FOSEL board member, architect Michelle Laboy, who worked with Adams on several restaurant projects, described the Providence-born chef as a genuine and creative culinary star, dedicated not just to fabulous menus in expensive establishments but also as someone committed to working closely with local farmers and purveyors, using a finish carpenter from Pawtucket and a metalsmith from Western Massachusetts, for example. Adams, who ran Rialto restaurant in Cambridge for 22 years until it closed in 2016, was awarded four stars within months after it opened by the Boston Globe, is also dedicated to child advocacy and hunger relief organizations. She was made Humanitarian of the Year in 2010 by Share Our Strength, an organization engaged in fighting childhood hunger. "I cooked beautiful and expensive meals at Rialto," Adams said, "but it is important to recognize food is important for many people so I balance my work with my efforts at food banks and related organizations. It's scary to think you wouldn't have enough to eat so I am honored to do that work."
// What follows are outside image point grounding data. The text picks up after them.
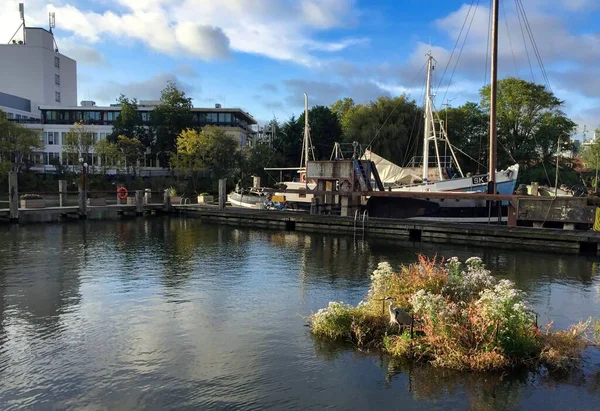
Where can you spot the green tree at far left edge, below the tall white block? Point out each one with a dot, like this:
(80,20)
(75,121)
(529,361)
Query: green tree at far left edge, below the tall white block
(17,144)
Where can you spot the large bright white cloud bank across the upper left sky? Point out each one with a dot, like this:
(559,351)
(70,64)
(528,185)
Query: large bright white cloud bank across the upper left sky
(205,29)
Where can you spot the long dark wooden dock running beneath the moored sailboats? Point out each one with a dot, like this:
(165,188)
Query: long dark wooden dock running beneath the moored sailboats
(541,239)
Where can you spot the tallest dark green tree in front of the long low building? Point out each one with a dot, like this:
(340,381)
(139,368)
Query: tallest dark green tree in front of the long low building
(170,118)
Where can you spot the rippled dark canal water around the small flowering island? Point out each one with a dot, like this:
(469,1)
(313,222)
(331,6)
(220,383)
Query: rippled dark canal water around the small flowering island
(176,314)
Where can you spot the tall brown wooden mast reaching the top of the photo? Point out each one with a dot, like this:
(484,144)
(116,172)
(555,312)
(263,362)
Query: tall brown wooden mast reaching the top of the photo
(493,92)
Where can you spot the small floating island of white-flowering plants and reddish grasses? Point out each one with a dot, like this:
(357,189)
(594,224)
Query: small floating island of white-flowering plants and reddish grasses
(464,319)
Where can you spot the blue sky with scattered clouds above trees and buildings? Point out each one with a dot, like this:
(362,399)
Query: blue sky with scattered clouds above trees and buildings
(261,55)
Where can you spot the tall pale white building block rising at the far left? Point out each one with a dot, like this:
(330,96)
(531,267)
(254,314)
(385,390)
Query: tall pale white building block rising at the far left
(35,73)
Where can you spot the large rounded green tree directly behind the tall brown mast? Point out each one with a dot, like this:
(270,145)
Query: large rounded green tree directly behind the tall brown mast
(530,122)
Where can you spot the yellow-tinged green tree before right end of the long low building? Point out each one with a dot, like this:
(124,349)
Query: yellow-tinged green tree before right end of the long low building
(210,150)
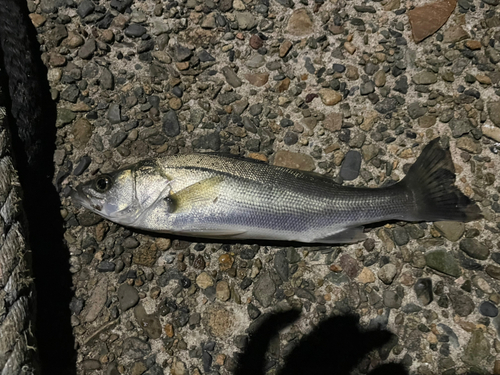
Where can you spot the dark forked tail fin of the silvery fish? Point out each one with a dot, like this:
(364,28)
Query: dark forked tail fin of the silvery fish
(431,180)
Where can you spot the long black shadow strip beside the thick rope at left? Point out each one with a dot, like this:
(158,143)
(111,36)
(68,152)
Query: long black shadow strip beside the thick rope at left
(32,116)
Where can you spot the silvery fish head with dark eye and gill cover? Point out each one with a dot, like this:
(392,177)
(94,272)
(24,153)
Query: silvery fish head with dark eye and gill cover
(122,196)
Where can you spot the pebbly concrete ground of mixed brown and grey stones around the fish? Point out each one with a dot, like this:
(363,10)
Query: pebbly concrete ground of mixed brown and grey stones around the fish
(337,87)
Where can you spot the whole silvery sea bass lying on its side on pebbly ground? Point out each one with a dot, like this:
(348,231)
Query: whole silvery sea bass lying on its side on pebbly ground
(215,196)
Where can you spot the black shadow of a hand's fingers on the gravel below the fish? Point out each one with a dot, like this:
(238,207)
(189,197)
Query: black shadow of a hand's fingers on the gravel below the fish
(336,346)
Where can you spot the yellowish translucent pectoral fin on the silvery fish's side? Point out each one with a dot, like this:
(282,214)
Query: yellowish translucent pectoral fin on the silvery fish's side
(204,192)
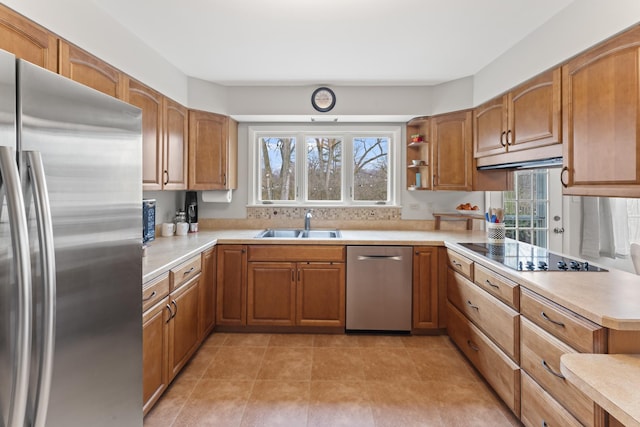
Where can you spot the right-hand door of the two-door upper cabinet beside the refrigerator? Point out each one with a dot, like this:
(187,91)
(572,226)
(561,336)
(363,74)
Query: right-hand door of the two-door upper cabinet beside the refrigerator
(176,131)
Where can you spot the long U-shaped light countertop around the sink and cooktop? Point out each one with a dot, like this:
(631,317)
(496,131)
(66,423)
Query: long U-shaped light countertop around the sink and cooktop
(608,298)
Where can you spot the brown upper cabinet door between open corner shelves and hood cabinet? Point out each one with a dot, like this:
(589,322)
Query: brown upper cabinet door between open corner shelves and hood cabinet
(451,145)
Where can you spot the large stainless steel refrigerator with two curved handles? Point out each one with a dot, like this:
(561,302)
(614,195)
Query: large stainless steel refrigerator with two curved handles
(70,253)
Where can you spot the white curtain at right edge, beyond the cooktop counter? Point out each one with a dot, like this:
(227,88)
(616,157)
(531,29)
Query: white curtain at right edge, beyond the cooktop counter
(606,227)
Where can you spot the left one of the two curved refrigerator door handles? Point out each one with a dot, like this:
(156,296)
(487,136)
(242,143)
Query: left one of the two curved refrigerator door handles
(20,238)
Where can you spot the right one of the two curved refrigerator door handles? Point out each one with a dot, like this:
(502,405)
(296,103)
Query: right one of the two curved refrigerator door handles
(47,251)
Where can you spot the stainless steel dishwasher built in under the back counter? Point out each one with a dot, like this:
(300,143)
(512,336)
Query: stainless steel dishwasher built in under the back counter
(379,288)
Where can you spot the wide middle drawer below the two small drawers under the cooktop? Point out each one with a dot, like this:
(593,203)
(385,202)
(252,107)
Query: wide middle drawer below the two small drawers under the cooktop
(493,317)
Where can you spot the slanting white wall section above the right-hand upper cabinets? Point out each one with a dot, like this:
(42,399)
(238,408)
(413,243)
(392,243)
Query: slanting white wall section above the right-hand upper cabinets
(580,25)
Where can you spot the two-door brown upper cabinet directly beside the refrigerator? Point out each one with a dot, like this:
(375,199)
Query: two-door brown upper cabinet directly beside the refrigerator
(164,136)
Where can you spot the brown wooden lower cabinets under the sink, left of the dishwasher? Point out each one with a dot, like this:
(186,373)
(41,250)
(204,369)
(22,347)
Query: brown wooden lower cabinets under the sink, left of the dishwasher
(281,285)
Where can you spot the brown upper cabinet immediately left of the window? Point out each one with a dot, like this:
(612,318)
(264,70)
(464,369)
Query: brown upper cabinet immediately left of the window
(213,151)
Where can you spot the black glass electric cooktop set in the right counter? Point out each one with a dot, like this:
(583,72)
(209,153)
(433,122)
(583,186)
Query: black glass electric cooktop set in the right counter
(525,257)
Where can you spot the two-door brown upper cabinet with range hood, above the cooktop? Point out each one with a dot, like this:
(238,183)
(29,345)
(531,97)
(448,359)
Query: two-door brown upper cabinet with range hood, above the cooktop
(527,117)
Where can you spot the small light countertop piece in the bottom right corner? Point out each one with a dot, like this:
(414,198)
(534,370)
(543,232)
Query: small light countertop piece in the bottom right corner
(611,380)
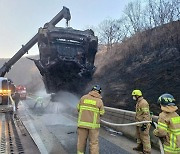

Adams, who is currently is the chef-owner of Boston-based Porto, Trade and Saloniki (which has a second location in Cambridge), met cooking pioneer Julia Child accidentally when she washed dishes for a fundraiser sponsored by Planned Parenthood. The daughter of two librarians (father at Brown University, mother in the Providence Public Library and later at the Whaling Museum in New Bedford), Adams had just quit her first career (as a nurse practitioner) and her first husband. Not having had a television in the family she grew up in, she had no idea who Child was but it was the start of her culinary career. She was hired by Lydia Shire at Seasons, where Gordon Hamersley was the sous-chef, and where she "burnt myself and cut myself" on the way to becoming a star chef herself. She opened up Hamersley's with Hamersley and his wife, Fiona. When she started at Rialto, Joanne Chang, of Flour, and now herself the owner --with her husband-- of a four-star restaurant, Myers & Chang, was her first pastry chef.
Adams described running restaurants as a "tough business," where navigating a very challenging labor market is critical. "A good manger is hard to find," she reflected. Creating a team that feels invested in their work environment requires her to spend a lot of time teaching her employees on the ins and outs of it, which she enjoys. "We are looking at educating our staff so they understand our business. We open our books to them so they know how their jobs have an impact on the business." In a competitive labor market, Adams says, "this is what sets us apart."